Sepsis (also sometimes known as blood poisoning) is a potentially life-threatening reaction to an infection, in which your body’s response causes injury to its tissues and organs. Common causes can stem from bacterial, fungal and viral infections, also arising from highly transmissible influenzas and as a result of deterioration within common infections such as urinary tract infections or those affecting open wounds and skin. If sepsis is not detected early on, it can lead to complications such as shock, organ failure and even result in death.
Current awareness around the causes and signs of sepsis means that it is still frequency under-diagnosed during its earliest stages when patients have the best chances of being treated. Additionally, due to misunderstandings of the name ‘blood poisoning’, many people do not realise the potential causes and risks of sepsis.
Sepsis can be hard to spot, as there are lots of possible symptoms and symptoms can also be vague. Sometimes they can be like symptoms of other conditions, including flu or a chest infection.
Call 999 or go to A&E if an adult or older child has any of these symptoms of sepsis:
- acting confused, slurred speech or not making sense
- blue, pale or blotchy skin, lips or tongue
- a rash that does not fade when you roll a glass over it, the same as meningitis
- difficulty breathing, breathlessness or breathing very fast
Please note they may not have all these symptoms.
Why is sepsis awareness important?
According to the Global Sepsis Alliance, sepsis has become a global health crisis and affects up to 30 million people a year, with 7-9 million dying as a result.

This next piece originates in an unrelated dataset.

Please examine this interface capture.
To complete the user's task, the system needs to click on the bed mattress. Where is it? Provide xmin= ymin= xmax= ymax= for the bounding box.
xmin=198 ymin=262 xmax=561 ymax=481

Furthermore, many survivors of sepsis will suffer from consequences of the reaction for the rest of their lives.
Better global awareness of sepsis is integral for widening understanding of the possible causes and symptoms in order to help prevent it where possible and ensure prompt treatment at the earliest possible stages.
There are measures that we can all put in place to ensure prevention of sepsis worldwide, whether patient or healthcare professional. From better awareness in general and maintaining good standards of hand hygiene at all times, to ensuring your vaccinations and those of your family’s are fully up to date, these small but significant things contribute to preventing sepsis.